Despite its sudden Sopranos-esque ending, No Country for Old Men unearths a whirlwind of cinematic sensations from intensity to reflectivity. One minute you’ll be sitting on the end of your seat and the next you’ll be pondering the poeticism. What’s more, it features some of the year’s best acting and puts a legendary directing duo on display at the top of their game. After taking home the Golden Globe, Atonement presents the film most likely to upset No Country for Old Men. As for Michael Clayton and There Will Be Blood, one hasn’t garnered enough buzz and the other is too dark and comprehensive for the Academy's choosing. By far, the most interesting nominee is Juno. Hands down, Juno is one of the best intelligent comedies to come along in years. Unfortunately for Ebert’s heart, Juno doesn’t carry the capacity to beat out No Country for Old Men for the ’08 title.
- Probable Academy Pick: No Country for Old Men
- Possible Upset: Atonement
- Paul Thomas Anderson (There Will Be Blood)
- Ethan Coen, Joel Coen (No Country for Old Men)
- Tony Gilroy (Michael Clayton)
- Jason Reitman (Juno)
- Julian Schnabel (The Diving Bell and the Butterfly)

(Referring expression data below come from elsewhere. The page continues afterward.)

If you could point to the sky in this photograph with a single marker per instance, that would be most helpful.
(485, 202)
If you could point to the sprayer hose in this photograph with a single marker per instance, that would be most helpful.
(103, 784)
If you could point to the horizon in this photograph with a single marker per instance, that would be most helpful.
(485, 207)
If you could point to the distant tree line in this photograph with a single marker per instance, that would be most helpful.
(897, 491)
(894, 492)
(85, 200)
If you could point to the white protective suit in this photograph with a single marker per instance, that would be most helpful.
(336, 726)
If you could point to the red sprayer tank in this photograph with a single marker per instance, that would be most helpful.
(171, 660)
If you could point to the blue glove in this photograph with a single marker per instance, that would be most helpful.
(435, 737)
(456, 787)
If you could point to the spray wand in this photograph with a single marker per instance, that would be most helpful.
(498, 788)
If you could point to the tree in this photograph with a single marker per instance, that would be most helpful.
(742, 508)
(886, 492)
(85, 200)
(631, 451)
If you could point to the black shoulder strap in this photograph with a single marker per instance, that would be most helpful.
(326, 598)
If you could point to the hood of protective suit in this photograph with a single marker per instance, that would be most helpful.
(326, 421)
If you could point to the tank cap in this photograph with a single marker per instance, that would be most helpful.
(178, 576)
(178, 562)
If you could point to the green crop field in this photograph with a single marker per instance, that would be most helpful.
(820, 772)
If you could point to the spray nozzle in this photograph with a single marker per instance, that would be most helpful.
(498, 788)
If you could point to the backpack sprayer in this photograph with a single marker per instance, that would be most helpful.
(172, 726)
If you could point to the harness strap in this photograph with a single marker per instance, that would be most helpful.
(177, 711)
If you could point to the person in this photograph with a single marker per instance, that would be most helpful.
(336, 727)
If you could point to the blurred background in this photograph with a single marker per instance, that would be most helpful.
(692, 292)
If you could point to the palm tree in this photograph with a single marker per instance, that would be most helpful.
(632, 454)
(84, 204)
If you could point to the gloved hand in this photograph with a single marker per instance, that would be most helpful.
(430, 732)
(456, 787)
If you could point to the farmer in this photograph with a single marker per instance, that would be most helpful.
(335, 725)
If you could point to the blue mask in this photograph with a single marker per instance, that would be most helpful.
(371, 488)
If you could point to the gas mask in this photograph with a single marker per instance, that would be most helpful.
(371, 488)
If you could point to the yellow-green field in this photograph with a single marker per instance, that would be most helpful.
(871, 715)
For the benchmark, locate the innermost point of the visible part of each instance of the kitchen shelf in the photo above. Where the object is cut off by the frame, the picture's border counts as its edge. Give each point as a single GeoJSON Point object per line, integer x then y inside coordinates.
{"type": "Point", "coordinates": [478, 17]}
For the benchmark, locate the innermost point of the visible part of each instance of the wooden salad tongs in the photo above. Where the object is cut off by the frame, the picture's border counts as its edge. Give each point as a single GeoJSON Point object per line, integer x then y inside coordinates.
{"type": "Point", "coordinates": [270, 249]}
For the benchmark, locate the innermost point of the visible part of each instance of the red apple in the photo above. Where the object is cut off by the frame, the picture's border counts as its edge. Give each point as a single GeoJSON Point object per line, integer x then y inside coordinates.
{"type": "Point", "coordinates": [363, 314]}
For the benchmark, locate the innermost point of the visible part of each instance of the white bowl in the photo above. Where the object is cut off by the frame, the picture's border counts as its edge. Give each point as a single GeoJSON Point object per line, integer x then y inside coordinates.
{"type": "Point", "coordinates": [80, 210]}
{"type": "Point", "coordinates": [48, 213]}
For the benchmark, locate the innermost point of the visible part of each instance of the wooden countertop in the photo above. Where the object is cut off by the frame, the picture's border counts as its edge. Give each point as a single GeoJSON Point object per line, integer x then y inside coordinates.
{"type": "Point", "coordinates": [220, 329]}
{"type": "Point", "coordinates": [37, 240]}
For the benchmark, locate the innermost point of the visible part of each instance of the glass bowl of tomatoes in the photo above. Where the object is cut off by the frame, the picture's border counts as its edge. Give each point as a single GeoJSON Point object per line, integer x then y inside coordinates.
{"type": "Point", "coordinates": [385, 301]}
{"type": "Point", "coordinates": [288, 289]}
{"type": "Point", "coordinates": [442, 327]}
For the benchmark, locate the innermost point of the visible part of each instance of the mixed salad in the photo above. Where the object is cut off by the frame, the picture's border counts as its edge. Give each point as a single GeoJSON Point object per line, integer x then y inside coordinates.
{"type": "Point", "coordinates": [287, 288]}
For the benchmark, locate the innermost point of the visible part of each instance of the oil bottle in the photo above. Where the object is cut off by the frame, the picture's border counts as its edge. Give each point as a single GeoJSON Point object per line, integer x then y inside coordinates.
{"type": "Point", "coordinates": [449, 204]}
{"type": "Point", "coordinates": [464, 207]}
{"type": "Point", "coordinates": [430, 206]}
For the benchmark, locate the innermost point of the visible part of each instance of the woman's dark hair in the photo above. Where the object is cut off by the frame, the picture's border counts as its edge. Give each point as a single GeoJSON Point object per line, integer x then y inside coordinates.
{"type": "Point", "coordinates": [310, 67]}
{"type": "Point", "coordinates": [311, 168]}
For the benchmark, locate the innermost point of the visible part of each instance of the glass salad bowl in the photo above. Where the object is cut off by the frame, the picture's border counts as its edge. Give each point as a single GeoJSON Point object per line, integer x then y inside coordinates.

Typically, the “best director” directs the “best picture.” That is to say, whoever takes home this golden guy virtually locks in the win for the final award. With that said, Joe Wright’s name is absent from the list. Therefore, Atonement loses stock in taking home the Best Picture honor. Similarly, Julian Schnabel’s The Diving Bell and the Butterfly wasn't nominated for Best Picture or for Best Foreign Language Film. The Academy needs to rethink its factors for consideration. Even though the director is a Texan, the film at least deserves a foreign language nomination and more justly a Best Picture nom.